In a current proof of concept trial, precision oncology researchers are seeing some exciting results. One of these success stories is about Mickey Nunn, a patient from Gadsden who has been fighting prostate cancer since 2008.

"After dozens of rounds of radiation and chemo, plus another treatment with some painful injections, my PSA's had gone all the way up to 99. We were out of anything else to do, out of savings and we didn't know where to turn next," Nunn said. "Then I saw a story about this on NBC news. My wife was going to call New York the next day to see if I could get information on a trial. But about 15 minutes before she could call, UAB called and told me I fit the criteria for that same trial they were doing here. The timing was like an answer to a prayer."

Yang said, "The precision oncology proof of concept trial is open to cancer patients who haven't responded well to standard therapy, but who are still strong enough to benefit. In this case, one of the differences we saw between the genetic profile of these cells and typical prostate cancer cells was the presence of a gene that is often found in women who develop breast or ovarian cancer. After studying the drivers and molecular factors involved, we identified a drug approved for ovarian cancer that looked like a strong possibility. Olaparib, marketed under the name Lynparza, is designed to work on a similar target."

"I was the first man who had ever taken it," Nunn said. "The first month, my PSA numbers fell from 99 to 64. Last time it was checked, I was down to around 10. I went from hurting all the time and not being able to do much of anything for years, to mowing the yard and washing my truck. Dr. Yang and everyone on the team have been wonderful."

In the future, profiling the genetics of a patient's cancer cells is likely to become the standard of care and one of the first steps in treatment.

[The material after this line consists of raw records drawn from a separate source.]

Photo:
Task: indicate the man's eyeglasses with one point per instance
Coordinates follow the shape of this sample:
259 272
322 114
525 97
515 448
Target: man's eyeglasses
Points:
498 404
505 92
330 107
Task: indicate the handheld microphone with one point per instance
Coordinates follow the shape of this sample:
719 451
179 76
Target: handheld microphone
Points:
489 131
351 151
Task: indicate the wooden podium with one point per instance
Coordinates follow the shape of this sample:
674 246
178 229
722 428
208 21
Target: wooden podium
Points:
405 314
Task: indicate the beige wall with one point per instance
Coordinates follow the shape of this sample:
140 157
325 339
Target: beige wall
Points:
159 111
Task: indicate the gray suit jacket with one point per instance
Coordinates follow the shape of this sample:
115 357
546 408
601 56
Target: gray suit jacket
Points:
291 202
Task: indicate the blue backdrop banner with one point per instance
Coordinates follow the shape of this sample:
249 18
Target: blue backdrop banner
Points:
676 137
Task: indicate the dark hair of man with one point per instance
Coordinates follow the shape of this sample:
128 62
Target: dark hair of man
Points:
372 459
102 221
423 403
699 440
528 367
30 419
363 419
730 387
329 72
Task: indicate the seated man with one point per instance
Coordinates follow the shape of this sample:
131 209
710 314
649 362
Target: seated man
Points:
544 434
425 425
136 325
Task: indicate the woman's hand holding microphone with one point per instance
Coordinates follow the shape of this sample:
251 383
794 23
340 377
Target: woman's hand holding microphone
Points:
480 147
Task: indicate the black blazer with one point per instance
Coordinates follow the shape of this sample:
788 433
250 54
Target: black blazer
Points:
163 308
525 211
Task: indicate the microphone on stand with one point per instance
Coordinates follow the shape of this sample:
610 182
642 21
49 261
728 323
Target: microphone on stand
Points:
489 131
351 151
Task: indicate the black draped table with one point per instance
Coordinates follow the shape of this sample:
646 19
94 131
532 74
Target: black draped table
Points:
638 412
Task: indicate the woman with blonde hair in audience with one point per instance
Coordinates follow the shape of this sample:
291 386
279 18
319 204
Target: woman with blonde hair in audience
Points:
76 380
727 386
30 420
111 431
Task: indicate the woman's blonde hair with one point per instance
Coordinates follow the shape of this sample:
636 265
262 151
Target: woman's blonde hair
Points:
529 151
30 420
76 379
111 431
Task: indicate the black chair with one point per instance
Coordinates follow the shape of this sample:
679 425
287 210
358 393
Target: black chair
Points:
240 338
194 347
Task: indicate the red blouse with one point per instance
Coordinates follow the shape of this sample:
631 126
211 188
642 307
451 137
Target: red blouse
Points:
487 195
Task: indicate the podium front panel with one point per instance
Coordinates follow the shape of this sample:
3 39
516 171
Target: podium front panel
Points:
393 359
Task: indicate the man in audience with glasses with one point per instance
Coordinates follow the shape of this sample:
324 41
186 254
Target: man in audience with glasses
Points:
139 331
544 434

"The simple blood draw, or 'liquid biopsy', isn't as invasive as a surgical biopsy, so we can repeat it as needed. We can look for key mutations or changes in the copy number of cancer driver genes and then turn to medications that are known to target these mutations," Yang said. "As treatment continues, we can track how well the patient is responding with follow up blood tests."

Soon, precision oncology will be saving cancer patients from the delays, side effects, pain and economic burden of treatments that aren't likely to work and moving them more to treatments that will probably be more effective. It should be a game changer that will save many lives.